Now there is indeed one human act which at one stroke cuts through all possible doubts to stand in the full light of truth: this act is perception, in the wide sense of knowledge of existences. When I begin to perceive this table, I resolutely contract the thickness of duration which has elapsed while I have been looking at it; I emerge from my individual life by apprehending the object as an object for everybody. I therefore bring together in one operation concordant but discrete experiences which occupy several points of time and several temporalities. We do not blame intellectualism for making use of this decisive act which, within time, does the work of the Spinozist eternity, this ‘original doxa’; what we do complain of, is that it is here used tacitly.

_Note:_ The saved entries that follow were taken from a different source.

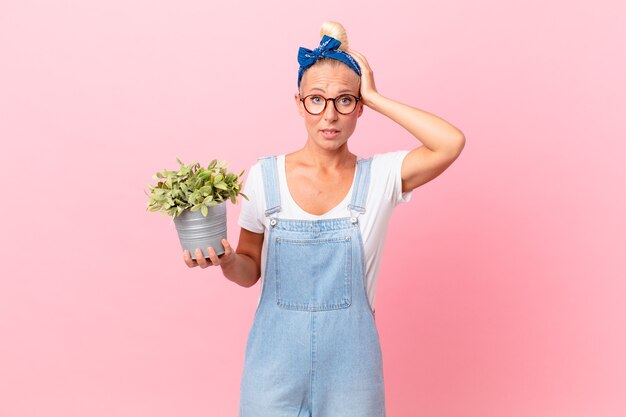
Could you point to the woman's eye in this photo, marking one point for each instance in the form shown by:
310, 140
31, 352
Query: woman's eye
345, 100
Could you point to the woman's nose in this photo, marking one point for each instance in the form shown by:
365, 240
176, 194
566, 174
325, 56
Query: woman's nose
330, 112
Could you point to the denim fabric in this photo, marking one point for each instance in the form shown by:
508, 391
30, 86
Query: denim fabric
313, 349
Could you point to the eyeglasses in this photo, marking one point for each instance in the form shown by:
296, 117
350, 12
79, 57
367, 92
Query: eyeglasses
316, 104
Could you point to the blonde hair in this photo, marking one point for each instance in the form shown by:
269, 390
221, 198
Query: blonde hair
337, 31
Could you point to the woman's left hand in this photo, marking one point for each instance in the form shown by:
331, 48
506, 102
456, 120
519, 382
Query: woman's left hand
368, 88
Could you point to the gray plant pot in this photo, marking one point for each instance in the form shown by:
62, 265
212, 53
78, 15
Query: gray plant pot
196, 231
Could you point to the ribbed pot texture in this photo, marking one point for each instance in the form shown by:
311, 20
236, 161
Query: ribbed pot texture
196, 231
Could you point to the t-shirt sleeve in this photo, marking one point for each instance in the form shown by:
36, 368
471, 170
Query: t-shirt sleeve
388, 168
250, 216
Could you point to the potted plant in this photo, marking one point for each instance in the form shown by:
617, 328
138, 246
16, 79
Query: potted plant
196, 198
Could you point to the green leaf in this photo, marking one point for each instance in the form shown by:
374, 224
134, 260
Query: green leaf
221, 186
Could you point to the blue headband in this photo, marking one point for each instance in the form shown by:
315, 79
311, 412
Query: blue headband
327, 49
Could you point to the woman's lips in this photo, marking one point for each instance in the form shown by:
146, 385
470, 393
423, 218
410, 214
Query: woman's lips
330, 133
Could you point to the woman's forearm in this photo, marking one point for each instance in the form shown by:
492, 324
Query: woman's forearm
434, 132
242, 270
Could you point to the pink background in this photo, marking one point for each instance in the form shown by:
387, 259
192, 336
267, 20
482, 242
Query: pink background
502, 289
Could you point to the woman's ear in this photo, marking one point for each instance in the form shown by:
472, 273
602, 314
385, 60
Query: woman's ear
360, 111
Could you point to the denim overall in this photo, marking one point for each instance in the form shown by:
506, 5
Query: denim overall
313, 349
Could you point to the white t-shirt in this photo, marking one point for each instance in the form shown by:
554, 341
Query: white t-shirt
385, 193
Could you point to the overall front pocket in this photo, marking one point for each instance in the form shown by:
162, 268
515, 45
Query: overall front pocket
314, 274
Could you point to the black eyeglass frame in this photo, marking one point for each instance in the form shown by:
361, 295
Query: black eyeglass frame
326, 100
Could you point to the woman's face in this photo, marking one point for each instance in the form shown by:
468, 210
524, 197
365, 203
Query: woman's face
329, 130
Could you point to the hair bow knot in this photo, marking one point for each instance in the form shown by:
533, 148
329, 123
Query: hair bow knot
328, 49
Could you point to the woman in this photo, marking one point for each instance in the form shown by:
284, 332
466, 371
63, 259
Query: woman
315, 225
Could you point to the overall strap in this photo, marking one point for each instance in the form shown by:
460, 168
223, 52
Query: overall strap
361, 185
270, 184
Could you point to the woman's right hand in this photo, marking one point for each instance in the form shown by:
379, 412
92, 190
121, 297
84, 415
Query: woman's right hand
213, 260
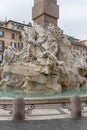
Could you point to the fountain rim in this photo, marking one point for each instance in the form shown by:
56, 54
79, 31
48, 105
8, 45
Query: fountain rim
40, 100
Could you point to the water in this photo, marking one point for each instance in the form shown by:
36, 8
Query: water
64, 93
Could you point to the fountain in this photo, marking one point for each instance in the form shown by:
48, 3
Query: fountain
46, 64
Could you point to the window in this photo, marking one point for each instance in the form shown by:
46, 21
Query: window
13, 44
20, 46
13, 36
1, 58
20, 37
1, 45
1, 33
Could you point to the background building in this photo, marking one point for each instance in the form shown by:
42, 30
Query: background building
11, 33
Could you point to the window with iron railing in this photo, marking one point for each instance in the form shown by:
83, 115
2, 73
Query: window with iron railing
1, 45
20, 46
1, 33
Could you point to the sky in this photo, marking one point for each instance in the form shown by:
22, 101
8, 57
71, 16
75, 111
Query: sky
72, 19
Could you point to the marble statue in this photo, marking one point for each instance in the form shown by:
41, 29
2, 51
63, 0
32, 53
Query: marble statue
46, 64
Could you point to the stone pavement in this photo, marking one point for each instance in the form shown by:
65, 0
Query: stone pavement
48, 117
52, 124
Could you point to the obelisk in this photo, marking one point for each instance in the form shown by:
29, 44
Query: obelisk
45, 11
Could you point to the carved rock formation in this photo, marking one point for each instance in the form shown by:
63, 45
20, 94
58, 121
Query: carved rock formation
45, 64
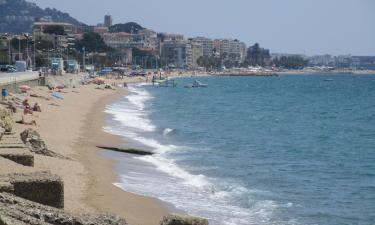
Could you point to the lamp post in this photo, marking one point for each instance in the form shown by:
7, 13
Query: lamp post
27, 49
6, 37
19, 47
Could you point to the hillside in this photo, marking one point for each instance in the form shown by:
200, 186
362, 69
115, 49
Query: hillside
17, 16
130, 27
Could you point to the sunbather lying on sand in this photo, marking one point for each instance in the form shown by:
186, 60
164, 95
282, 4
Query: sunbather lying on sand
36, 108
22, 121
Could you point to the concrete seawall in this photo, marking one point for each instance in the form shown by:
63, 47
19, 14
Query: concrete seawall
12, 81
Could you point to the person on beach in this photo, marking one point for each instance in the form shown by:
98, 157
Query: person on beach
22, 121
36, 108
3, 93
26, 109
25, 103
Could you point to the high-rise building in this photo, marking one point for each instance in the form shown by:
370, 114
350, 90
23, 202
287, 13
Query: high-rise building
107, 20
207, 45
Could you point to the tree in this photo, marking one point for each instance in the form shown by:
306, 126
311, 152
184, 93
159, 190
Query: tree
17, 43
257, 56
127, 27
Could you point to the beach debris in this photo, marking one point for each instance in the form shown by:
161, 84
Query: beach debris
128, 150
16, 210
6, 120
34, 142
98, 81
24, 88
183, 220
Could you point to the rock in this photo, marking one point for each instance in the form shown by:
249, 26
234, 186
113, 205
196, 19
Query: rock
128, 150
2, 132
183, 220
15, 210
6, 120
35, 143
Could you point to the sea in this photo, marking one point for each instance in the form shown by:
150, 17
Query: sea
292, 149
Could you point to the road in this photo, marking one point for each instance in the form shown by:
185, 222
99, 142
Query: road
8, 78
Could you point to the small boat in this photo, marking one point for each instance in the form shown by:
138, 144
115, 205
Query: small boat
196, 84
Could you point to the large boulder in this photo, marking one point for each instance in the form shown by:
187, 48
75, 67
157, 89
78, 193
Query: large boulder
15, 210
2, 132
6, 120
35, 143
183, 220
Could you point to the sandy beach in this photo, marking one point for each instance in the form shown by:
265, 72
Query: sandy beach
73, 127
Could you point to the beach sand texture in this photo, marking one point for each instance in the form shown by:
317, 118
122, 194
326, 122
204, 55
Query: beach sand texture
74, 129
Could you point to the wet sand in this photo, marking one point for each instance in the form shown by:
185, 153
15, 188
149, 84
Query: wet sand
74, 129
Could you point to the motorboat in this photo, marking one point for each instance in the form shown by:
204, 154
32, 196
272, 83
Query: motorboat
196, 84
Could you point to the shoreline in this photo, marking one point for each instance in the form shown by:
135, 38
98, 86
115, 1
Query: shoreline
136, 209
73, 128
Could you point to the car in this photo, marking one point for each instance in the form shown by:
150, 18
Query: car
7, 68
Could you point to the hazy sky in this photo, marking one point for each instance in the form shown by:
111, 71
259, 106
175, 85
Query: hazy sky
287, 26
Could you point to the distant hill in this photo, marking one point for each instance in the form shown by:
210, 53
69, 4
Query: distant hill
17, 16
131, 27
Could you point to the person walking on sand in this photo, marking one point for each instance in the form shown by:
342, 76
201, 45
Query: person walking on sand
3, 93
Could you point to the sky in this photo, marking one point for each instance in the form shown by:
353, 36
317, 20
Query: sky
308, 27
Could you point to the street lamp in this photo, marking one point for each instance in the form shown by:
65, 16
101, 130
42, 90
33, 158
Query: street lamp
27, 48
6, 37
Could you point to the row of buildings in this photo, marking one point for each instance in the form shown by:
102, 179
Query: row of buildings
173, 50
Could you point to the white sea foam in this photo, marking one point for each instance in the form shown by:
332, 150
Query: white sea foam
167, 131
197, 194
133, 114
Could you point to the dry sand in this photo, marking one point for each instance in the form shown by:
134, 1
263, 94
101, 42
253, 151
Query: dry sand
74, 129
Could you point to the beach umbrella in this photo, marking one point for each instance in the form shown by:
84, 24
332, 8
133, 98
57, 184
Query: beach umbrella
60, 87
57, 95
24, 87
99, 80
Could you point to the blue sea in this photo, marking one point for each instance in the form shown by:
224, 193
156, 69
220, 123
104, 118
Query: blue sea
293, 149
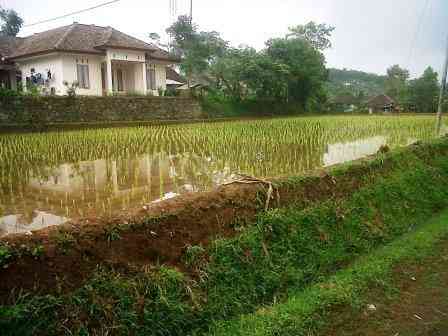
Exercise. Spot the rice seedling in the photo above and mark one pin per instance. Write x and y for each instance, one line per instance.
(99, 171)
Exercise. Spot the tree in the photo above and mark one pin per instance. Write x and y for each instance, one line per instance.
(11, 22)
(396, 83)
(156, 39)
(198, 50)
(318, 35)
(307, 71)
(424, 91)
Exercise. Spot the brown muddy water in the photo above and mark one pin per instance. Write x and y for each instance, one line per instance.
(47, 179)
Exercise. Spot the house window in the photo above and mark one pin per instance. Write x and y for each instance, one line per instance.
(83, 76)
(119, 80)
(151, 79)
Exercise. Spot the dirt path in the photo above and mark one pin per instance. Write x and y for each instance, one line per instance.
(417, 306)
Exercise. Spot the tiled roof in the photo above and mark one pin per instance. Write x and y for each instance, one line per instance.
(8, 45)
(380, 100)
(82, 38)
(174, 75)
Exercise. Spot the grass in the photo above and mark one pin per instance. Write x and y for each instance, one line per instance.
(305, 312)
(165, 158)
(284, 253)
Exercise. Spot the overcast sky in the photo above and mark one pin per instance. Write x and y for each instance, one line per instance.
(370, 35)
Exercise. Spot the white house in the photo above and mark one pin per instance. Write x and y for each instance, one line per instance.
(102, 60)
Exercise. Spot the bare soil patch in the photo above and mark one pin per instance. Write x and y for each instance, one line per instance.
(419, 309)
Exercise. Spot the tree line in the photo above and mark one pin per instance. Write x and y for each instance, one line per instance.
(420, 94)
(290, 69)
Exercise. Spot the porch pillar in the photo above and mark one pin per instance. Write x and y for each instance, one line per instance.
(110, 89)
(13, 79)
(145, 81)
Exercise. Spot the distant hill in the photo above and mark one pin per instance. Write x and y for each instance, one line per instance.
(352, 81)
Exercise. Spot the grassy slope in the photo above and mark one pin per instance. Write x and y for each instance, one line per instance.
(304, 311)
(272, 261)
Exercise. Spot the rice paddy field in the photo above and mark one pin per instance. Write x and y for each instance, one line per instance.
(49, 178)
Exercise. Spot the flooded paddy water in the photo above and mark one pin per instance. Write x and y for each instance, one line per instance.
(49, 178)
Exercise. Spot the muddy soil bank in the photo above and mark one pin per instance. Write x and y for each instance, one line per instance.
(62, 258)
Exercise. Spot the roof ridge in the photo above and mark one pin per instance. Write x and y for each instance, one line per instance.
(64, 36)
(108, 31)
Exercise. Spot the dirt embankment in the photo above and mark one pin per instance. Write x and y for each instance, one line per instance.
(62, 258)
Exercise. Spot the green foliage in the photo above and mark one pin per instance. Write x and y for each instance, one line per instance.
(65, 240)
(197, 49)
(353, 82)
(424, 92)
(318, 35)
(396, 83)
(307, 312)
(193, 255)
(11, 22)
(285, 251)
(6, 255)
(290, 69)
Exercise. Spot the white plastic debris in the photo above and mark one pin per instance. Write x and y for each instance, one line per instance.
(371, 307)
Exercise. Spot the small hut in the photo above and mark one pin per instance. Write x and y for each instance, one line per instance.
(381, 103)
(344, 103)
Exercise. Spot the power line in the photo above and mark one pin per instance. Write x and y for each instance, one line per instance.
(73, 13)
(417, 33)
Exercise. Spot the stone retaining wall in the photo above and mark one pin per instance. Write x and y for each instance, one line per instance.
(28, 110)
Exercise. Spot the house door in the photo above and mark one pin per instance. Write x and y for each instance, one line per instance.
(103, 81)
(118, 80)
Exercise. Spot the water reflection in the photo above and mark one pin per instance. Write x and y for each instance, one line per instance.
(43, 196)
(103, 187)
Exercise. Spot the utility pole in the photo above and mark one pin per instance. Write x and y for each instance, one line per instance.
(442, 93)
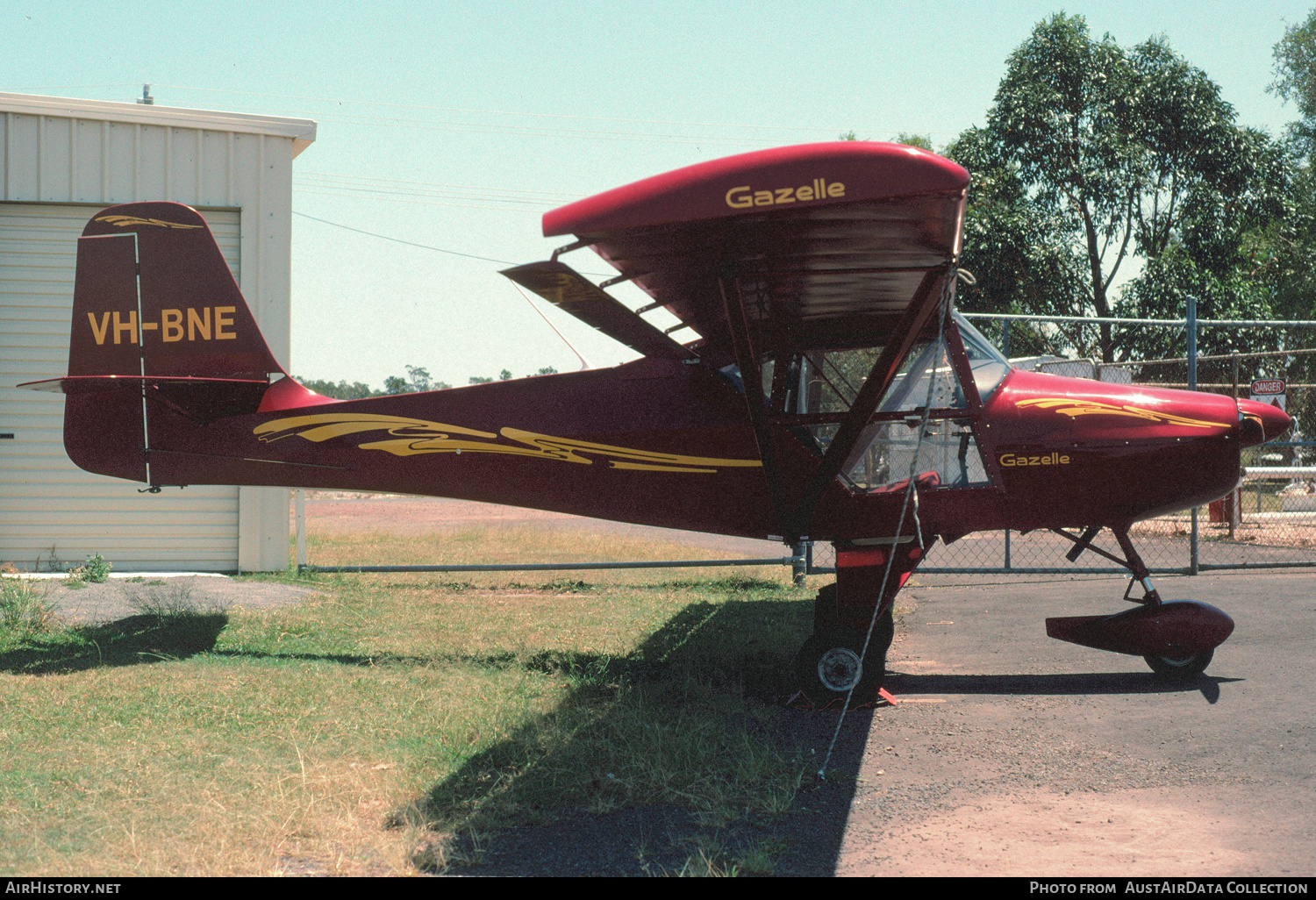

There is here a de facto power, as Descartes put it, a quite irresistibly self-evident truth, which, by invoking an absolute truth, brings together the separate phenomena of my present and my past, of my duration and that of others, which, however, must not be severed from its perceptual origins and detached from its ‘facticity’. Philosophy’s task is to reinstate it in the private field of experience from which it arises and elucidate its origin. If, however, this de facto power is used without being explicitly posited, we become incapable of seeing past the rending of separate experiences the phenomenon of perception, and the world born in perception; we dissolve the perceived world into a universe which is nothing but this very world cut off from its constitutive origins, and made manifest because they are forgotten.

I’m finding many parallels between Merleau-Ponty’s analysis of falsification of perception and misconceptions of conception that I’ve witnessed. For me, this is not a theoretical problem, but a practical one. To confuse conception with concept is to fail to understand the conditions by which conception can occur.